Satisfying assignments, twice-3SAT NP complete

Question

I wanted to solve the following problem about 3SAT . The question is 1. to show if the problem is NP-complete and 2. whether the problem has two different satisfying assignments.

"TWICE-3SAT Input: A propositional formula ϕ in conjunctive normal form, such that each clause consists of exactly three literals (as in 3SAT). Question: Does ϕ have at least two different satisfying assignments?"

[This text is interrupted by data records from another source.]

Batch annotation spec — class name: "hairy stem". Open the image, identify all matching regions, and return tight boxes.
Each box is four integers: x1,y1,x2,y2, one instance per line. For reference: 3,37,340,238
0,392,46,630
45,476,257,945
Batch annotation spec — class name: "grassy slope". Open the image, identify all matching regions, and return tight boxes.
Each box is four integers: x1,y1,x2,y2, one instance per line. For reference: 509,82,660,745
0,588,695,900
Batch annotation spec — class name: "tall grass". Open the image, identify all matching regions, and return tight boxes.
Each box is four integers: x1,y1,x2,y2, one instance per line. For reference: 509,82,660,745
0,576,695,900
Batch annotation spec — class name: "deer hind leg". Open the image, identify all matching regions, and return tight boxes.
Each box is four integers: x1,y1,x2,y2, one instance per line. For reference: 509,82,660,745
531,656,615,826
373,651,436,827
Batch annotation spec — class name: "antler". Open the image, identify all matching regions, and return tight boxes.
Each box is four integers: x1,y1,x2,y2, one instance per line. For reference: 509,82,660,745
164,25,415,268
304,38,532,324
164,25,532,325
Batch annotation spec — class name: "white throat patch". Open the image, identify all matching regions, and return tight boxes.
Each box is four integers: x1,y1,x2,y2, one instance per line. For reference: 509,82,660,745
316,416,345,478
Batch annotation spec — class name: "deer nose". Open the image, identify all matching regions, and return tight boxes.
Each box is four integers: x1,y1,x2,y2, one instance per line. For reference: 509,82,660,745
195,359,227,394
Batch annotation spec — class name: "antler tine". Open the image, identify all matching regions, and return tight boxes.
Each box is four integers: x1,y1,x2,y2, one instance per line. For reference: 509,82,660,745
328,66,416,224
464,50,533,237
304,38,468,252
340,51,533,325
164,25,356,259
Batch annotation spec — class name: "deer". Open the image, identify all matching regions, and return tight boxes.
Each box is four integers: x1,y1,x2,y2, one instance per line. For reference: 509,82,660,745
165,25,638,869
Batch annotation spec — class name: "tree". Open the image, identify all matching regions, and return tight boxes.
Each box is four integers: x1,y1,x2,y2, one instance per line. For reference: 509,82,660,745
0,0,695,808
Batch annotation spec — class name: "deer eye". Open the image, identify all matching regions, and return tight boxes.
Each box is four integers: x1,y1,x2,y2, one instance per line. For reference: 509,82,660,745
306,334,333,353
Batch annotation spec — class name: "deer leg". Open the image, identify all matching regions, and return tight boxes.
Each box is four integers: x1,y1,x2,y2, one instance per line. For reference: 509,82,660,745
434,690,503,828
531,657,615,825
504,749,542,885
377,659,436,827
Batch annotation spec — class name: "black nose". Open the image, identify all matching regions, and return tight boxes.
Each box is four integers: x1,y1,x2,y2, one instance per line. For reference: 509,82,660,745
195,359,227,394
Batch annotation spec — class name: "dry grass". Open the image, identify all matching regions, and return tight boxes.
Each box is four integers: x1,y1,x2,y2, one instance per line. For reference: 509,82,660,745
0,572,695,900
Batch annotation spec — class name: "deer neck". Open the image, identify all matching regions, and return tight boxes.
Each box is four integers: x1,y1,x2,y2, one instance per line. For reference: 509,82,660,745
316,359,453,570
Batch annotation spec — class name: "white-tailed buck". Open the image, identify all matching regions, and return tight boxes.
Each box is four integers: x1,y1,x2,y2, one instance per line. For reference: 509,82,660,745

I understand that we have to use reduction of a known NP-complete problem (such as an independent set) to the problem asked. But I can't go further. I would appreciate your help. I have been working on this for almost a week but I cannot go further.

Answer 1

Hints:

1. Showing that the problem is NP is easy.
2. To show that it is NP-hard, show first that TWICE-SAT is NP-hard (see next step).
3. In order to show that TWICE-SAT is NP-hard, reduce from SAT. The idea is to add a "dummy" satisfying assignment, which is always going to be satisfying; any satisfying assignment of the original SAT instance will translate to a (different) satisfying assignment of the new instance.
4. Either reduce TWICE-SAT to TWICE-3SAT, or use insights from your proof in step 3 to prove that TWICE-3SAT is NP-hard.